MTBF is the probability of device failure and represents only a statistical representation of the likelihood of a device to fail. Lifetime, however, considers typical operating conditions of temperature and time, so it's a much more accurate representation of failure rates and maintenance requirements.
Q: What other power supply features can result in more efficient, lower temperature operation?
A: Power factor (PF) is the ratio of true power to apparent power of a device. A purely resistive load has a PF of 1 or 100%. A power supply, however, is considered a reactive load with the current and voltage waveforms out of phase from each other. This can result in a power factor significantly lower than 1, and in conjunction with efficiency, translates to a higher operating current. Active power factor correction helps align the voltage and current waveforms and can improve a power supply’s PF to greater than 99%, substantially reducing energy usage and excess heat inside the enclosure.
A power supply designed to deliver a higher short-term output current can allow a motor or other high inrush DC loads to start without needing to oversize the power supply.
Without this current reserve, the power supply may need to be rated higher than the continuous current than would otherwise be required. It would also be a physically larger power supply, taking up more space in the enclosure, and possibly forcing a larger, more expensive enclosure.
On the other hand, a power supply that produces a very low AC inrush current when it's energized can allow more power supplies to be operated from a single circuit breaker, reducing the number of overall components in an enclosure and possibly resulting in a smaller control cabinet. Lower AC inrush can also help reduce voltage dips on the AC mains if several supplies are turned on at the same time—especially if other AC equipment is being energized at the same time as the power supplies. This also prevents nuisance trips that can cause unnecessary downtime and troubleshooting efforts.

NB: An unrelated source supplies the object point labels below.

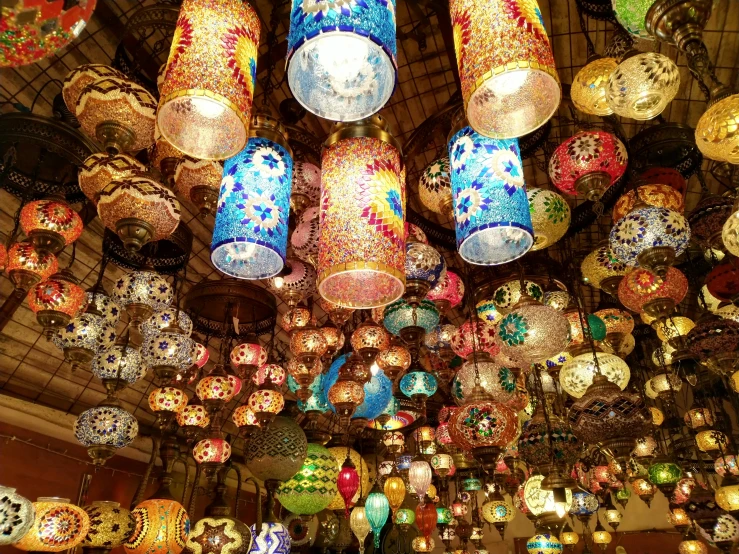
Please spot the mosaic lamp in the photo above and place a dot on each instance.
(491, 210)
(58, 525)
(642, 85)
(588, 163)
(33, 31)
(507, 92)
(208, 89)
(57, 301)
(250, 233)
(361, 251)
(18, 516)
(550, 216)
(199, 181)
(716, 133)
(650, 237)
(377, 508)
(50, 225)
(104, 429)
(341, 60)
(588, 89)
(119, 113)
(139, 210)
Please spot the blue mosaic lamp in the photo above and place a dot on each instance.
(491, 209)
(250, 234)
(341, 58)
(377, 391)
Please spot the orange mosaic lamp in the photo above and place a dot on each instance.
(361, 251)
(57, 301)
(139, 210)
(510, 90)
(208, 87)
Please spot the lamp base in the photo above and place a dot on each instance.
(46, 242)
(657, 259)
(116, 138)
(593, 185)
(134, 232)
(205, 198)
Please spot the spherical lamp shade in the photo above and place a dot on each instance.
(642, 85)
(18, 515)
(588, 89)
(104, 429)
(507, 92)
(544, 543)
(361, 252)
(50, 225)
(491, 209)
(58, 525)
(588, 164)
(313, 487)
(277, 452)
(341, 60)
(160, 525)
(250, 234)
(550, 216)
(30, 32)
(110, 525)
(716, 133)
(643, 291)
(208, 88)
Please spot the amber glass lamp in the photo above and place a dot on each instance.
(50, 225)
(208, 87)
(119, 113)
(139, 210)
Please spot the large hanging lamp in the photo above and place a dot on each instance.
(491, 210)
(510, 85)
(208, 89)
(361, 253)
(250, 234)
(341, 59)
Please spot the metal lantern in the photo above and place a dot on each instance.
(341, 59)
(250, 234)
(119, 113)
(507, 92)
(361, 253)
(208, 88)
(139, 210)
(491, 210)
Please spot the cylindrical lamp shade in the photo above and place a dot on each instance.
(341, 59)
(361, 252)
(208, 88)
(250, 234)
(491, 210)
(508, 91)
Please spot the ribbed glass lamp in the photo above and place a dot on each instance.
(250, 233)
(208, 88)
(491, 209)
(341, 59)
(361, 253)
(507, 92)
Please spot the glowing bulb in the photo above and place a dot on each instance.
(207, 107)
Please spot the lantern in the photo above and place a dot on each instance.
(507, 92)
(588, 164)
(642, 85)
(31, 32)
(361, 253)
(550, 216)
(341, 61)
(208, 88)
(491, 210)
(250, 234)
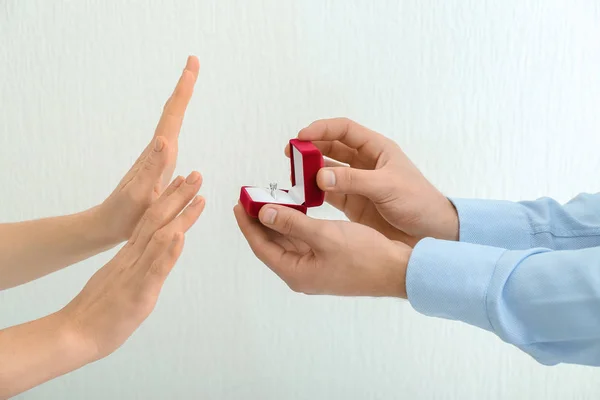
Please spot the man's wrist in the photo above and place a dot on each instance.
(399, 257)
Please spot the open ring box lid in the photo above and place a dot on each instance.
(306, 160)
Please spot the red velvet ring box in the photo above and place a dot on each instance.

Taken together, active power factor correction, higher short-term output current and low inrush current can significantly reduce the overall size and rating of the necessary power supply and help reduce mains disturbances.
Q: Can you give an example of how efficiency and active power factor correction affect overall energy usage during continuous operation?
A: Efficient design and active power factor correction can dramatically impact energy usage. The equation governing that relationship is:
AC Current = Output Power / (AC Voltage * Efficiency * Power Factor)
The efficiency of a no-frills power supply might be 85% with a power factor of 0.66. So, for a 240W load, the necessary current would be:
3.57A = 240W / (120VAC * 0.85 * 0.66)
A high efficiency design (93.6%) with active power factor correction (to 0.99%) would draw only 2.15A—much closer to the ideal resistive demand of 2A and a full 66% less energy than the basic option:
2.15A = 240W / (120VAC * 0.936 * 0.99)
At PULS, we use not only an efficient design, but other features to result in the the smallest, most efficient, highly reliable and lowest-application-cost power supplies. Each of these features build on the others, resulting in unparalleled TCO across industries.